By the late 1700’s and 1800’s many of these old L shaped castles became impressive manors. A good example of an L shaped castle so remodeled is Muchalls Castle. You can still clearly see the original L shape but no defensive tower in the center, although there is an indication when looking at the foundations that there once was one.





Another impressive castle that went through 15 years of modernization is Culzean castle. It once was a fortified L shaped tower house. In 1762 the current Earl of Cassilis decided to renovate it and make it more comfortable. He employed a young Robert Adams to update it.



Today you would have to look long and hard to see it as an L shaped Tower house. But the tale of its transformation to one of Scotland’s best-loved castles is a story for another time.

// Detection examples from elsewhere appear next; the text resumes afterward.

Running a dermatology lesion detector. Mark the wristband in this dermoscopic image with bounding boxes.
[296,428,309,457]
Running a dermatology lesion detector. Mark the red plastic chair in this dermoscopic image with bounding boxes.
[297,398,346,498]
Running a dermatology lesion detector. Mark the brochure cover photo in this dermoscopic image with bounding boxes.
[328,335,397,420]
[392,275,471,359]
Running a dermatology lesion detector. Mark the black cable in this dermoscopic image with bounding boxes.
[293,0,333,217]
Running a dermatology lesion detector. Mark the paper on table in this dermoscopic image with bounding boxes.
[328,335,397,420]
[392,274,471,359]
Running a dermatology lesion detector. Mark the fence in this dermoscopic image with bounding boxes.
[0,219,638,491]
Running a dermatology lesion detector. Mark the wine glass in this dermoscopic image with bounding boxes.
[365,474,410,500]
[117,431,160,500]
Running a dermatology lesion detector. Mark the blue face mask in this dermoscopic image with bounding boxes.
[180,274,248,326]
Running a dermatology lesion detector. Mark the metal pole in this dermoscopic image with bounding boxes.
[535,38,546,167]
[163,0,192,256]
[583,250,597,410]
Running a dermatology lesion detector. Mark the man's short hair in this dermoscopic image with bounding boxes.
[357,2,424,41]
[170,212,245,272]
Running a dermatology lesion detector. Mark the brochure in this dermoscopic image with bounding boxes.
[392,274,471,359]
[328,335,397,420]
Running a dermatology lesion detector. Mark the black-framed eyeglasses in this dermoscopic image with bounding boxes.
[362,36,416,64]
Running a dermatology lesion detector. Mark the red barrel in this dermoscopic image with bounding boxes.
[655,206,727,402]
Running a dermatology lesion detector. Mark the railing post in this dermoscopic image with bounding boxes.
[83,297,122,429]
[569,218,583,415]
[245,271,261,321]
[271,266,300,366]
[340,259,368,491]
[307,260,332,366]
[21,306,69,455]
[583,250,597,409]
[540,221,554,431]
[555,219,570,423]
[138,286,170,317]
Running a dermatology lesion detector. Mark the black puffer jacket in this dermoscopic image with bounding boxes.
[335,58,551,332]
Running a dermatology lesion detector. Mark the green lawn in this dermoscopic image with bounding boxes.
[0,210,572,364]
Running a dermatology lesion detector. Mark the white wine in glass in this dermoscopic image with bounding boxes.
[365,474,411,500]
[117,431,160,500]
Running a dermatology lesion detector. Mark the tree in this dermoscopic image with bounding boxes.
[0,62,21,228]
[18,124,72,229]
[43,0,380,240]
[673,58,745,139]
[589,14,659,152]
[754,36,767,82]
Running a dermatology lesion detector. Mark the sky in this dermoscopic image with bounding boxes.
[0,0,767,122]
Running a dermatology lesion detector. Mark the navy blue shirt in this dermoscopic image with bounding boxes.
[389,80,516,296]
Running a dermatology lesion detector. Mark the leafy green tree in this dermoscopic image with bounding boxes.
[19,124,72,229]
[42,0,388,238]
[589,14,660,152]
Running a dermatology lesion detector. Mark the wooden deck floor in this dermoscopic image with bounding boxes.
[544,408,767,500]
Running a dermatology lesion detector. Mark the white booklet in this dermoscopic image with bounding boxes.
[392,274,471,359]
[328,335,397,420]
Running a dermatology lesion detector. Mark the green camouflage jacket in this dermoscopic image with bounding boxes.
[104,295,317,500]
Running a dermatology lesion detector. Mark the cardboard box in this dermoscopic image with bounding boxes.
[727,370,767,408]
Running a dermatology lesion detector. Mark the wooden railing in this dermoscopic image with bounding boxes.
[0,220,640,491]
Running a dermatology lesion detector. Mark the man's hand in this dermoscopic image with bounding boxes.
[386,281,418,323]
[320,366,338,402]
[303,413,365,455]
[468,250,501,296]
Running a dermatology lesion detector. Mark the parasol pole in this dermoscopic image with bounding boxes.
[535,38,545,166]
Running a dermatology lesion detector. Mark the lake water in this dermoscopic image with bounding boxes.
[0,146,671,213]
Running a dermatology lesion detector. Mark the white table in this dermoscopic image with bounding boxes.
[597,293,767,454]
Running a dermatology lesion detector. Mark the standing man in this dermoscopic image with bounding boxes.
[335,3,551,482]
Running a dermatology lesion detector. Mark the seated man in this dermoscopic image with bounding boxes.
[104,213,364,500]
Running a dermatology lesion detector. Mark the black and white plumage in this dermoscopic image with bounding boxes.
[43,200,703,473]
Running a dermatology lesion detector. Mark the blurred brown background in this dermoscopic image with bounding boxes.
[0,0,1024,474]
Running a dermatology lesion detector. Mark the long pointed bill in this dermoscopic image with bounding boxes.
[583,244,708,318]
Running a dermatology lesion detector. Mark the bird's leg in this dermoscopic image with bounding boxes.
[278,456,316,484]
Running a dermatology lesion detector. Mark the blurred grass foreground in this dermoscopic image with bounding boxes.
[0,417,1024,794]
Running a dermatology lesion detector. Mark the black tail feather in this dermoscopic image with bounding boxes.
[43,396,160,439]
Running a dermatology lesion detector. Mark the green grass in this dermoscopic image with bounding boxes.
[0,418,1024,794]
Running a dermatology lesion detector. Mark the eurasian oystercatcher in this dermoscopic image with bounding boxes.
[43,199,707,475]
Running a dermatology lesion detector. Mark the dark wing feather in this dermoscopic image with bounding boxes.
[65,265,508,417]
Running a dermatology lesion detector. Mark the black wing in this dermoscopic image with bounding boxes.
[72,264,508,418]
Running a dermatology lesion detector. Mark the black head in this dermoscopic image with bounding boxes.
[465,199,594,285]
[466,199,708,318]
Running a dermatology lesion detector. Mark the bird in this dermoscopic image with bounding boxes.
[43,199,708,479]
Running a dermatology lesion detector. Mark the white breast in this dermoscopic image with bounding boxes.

  • I can’t help but wonder, if the original lords could see their castles now, what would they think? 

9 comments:

Alex J. Cavanaugh said...

I saw quite a few castles in Scotland and England, but I don't recall paying attention to the L shape. Makes sense as far as defense.

Michelle Wallace said...

Such beautiful structures...
A lot of thought went into the planning and erection of these well fortified castles!

Crystal Collier said...

Awesome. My hubby and I were talking just yesterday about things we'd like to do one day, and a European castle tour was one of the things on my list. When I saw the L shape, I instantly started thinking of some modern houses I see all the time. Now I get it! They're just guarding their front porch. ;)

L. Diane Wolfe said...

Oh those are beautiful. I never knew there was a master plan behind the L shape.

Empty Nest Insider said...

I also never thought of the significance of L shaped castles. They are practical, as well as aesthetically pleasing.

Julie

Kat Sheridan said...

Castles! You know I love them. And lots of great information here!

Dani Harper said...

This was fascinating! Thanks for the post. Some of it I knew from my own research, but the significance of the L-shape eluded me. I'll be sure to share this with my hubby (who is also a history addict!)

~Sia McKye~ said...

Alex--there are quite a few castle built on other defensive plans like the Z and the T. Actually, when some of the castles were updated they moved to a T shape by adding another wing.

Michelle--yes indeed. Many castles castles were set on borderlands where there was more unrest. They had to protect and stand against enemies. The tower was one of the first things built. Quite defensible even before the protective walls were completed. Everything could be pulled into the tower. The lower area was very large and war horses could be protected there.

~Sia McKye~ said...

Crystal, there are castles, like Culzean, that offer accommodations.

Diane--don't know that I'd want to LIVE in one but I'd feel safe in one during a war especially if I had a water source--which many did.

Julie--different world then. First thought was protection.

Kat--I love them too! Just a bit from research files. :-)

Dani--I knew I would love your hubs!